After a year of live sports deprivation and missing out on the college basketball tournament completely, viewers are out to make the most of this year’s March Madness as evidenced by the record-breaking viewership numbers accumulated in just the first two days of the NCAA tournament. The first round on March 19 and 20 racked up more than one billion minutes streamed across 32 games in just two days according to a report by Conviva.
The first day saw the most views which is typical year after year, with Friday seeing 15% more views than Saturday. Peak viewing hours happened at 2:55 PM and 5:19 PM on Day 1 with the highest viewership marked a little after 9 PM on Day 2.

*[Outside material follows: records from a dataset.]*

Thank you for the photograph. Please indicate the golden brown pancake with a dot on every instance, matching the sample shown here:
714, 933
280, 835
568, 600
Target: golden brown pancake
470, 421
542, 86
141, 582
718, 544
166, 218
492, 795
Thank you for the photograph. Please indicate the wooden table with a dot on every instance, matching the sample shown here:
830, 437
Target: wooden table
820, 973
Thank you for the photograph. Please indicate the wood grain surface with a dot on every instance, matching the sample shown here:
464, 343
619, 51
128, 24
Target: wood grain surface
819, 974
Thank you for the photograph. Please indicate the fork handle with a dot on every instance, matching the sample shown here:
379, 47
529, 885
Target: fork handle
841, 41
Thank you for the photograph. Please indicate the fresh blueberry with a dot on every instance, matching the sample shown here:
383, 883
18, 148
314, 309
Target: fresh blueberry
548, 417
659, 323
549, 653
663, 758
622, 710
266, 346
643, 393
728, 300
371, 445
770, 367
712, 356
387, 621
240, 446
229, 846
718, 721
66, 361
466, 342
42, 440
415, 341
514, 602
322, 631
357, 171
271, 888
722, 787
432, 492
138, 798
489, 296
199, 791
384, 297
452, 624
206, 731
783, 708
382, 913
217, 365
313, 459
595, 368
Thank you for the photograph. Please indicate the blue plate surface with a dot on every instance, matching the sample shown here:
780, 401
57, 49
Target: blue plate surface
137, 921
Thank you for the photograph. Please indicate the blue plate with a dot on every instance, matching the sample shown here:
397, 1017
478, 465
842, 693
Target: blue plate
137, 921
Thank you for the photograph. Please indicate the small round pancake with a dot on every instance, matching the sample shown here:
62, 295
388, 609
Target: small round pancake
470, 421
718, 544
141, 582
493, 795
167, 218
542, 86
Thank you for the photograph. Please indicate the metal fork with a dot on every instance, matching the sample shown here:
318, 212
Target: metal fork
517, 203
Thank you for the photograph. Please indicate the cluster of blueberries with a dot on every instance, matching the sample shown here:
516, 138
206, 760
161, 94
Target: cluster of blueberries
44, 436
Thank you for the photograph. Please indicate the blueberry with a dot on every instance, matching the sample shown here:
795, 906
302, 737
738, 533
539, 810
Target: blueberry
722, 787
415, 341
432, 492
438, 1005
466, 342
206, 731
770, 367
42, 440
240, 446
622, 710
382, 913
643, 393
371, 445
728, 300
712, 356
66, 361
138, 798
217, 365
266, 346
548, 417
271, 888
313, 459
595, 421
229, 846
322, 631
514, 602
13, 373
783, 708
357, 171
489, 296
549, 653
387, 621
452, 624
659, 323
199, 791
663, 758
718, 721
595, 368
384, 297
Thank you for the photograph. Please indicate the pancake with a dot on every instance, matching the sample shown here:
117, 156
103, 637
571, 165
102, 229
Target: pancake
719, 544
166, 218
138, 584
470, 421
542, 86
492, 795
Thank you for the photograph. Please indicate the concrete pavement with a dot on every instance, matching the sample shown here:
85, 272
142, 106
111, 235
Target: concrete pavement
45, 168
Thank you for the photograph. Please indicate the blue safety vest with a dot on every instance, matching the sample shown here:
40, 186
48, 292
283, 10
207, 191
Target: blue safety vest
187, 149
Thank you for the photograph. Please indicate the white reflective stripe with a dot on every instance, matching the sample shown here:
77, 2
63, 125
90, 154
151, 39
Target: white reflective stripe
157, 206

Conviva also tracked which devices viewers prefer to watch the tournament on year over year, and TV wins by far with 68% viewing March Madness on the big screen. That number is a result of a steady increase from 2018. Mobile devices are the least favorable way of watching the games according to the report, with 11% of viewers watching on mobile, down from the 23% and 29% in 2019 and 2018 respectively. It makes sense that when it comes to sports, viewers prefer watching on a bigger screen so they don’t miss any of the action.
So which is the preferred way to watch March Madness on TV? This year, 40% of viewers are using a Roku player to stream the NCAA tournament. Roku beats the competitors by a landslide when it comes to March Madness viewers. Amazon Fire TV is the next choice with 26% of viewers, followed by Samsung TV with just 10%.